Gibbs general influence among architects and clients was great because of his exhaustive knowledge of architecture acquired through long study in Rome, an experience rare among architects of that generation, although later more common. This influence he extended by means of his Book of Architecture (1728), a record of both his executed and unexecuted work, and especially his Rules for Drawing the Several Parts of Architecture (1732), a work used by countless architects, students, scholars, and builders up to the present day.
Of Gibbs later works the circular Radcliffe Library at Oxford (1737-1749) is his most ambitious and monumental achievement; it shows much influence of Nicholas Hawksmoor.
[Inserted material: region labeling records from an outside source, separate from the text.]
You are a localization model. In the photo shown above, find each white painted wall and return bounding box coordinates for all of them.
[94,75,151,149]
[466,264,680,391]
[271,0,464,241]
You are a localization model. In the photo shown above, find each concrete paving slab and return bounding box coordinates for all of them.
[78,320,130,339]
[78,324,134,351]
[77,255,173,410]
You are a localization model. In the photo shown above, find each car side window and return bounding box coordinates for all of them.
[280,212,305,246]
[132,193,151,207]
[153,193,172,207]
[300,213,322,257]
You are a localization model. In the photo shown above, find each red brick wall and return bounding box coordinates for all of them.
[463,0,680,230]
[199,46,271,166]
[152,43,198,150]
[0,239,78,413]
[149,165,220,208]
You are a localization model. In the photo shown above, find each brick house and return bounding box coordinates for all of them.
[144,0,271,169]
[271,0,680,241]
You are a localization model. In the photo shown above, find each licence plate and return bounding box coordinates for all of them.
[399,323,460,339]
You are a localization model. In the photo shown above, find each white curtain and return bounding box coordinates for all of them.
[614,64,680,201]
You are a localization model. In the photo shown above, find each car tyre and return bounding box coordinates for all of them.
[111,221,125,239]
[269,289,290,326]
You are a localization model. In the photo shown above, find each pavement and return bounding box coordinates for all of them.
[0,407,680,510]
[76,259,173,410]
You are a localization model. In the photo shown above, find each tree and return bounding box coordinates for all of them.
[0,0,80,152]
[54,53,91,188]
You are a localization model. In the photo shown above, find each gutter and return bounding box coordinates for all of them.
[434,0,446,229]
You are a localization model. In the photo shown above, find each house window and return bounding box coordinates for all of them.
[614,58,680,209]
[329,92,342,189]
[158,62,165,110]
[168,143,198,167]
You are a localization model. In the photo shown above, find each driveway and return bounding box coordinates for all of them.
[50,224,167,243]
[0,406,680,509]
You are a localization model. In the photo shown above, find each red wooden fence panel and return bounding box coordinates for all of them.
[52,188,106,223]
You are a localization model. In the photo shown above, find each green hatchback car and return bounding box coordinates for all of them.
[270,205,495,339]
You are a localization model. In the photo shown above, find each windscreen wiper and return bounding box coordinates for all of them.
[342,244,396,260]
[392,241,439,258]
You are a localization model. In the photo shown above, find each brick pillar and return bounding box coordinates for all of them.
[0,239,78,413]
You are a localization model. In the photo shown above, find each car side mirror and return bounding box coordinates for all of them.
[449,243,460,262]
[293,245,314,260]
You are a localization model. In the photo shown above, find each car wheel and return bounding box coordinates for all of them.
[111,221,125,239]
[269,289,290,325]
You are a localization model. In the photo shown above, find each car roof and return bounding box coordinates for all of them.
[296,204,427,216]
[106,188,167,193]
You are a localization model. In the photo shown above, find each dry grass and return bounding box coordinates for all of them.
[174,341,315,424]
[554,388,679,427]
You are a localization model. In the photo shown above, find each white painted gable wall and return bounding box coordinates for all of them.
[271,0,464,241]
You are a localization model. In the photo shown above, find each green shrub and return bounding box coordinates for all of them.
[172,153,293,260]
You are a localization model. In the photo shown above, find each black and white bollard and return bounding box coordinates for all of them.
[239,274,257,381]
Gibbs published the designs in the large folio volume Bibliotheca Radcliviana in 1747, and he received from the university the honorary degree of master of arts. He designed the new decorations of Ragley Hall, Warwickshire (ca. 1750-1755), in the rococo taste then becoming fashionable. A distinguished late work is the church of St. Nicholas at Aberdeen (1751-1755). In his last years Gibbs held the sinecure post of architect to the Office of Ordnance. He died in London on Aug. 5, 1754.
In his early buildings, especially in his churches, Gibbs displayed that discreet form of the baroque which he had absorbed from Carlo Fontana in Rome and also from Wren example. Characteristic features of his work are window architraves interrupted by prominent rustication blocks, oeil de boeuf (oxeye) windows, boldly projecting cornices, and parapets topped by urns. In his later buildings the exterior form conformed more closely to severe Palladian principles, but the interiors retained a baroque exuberance.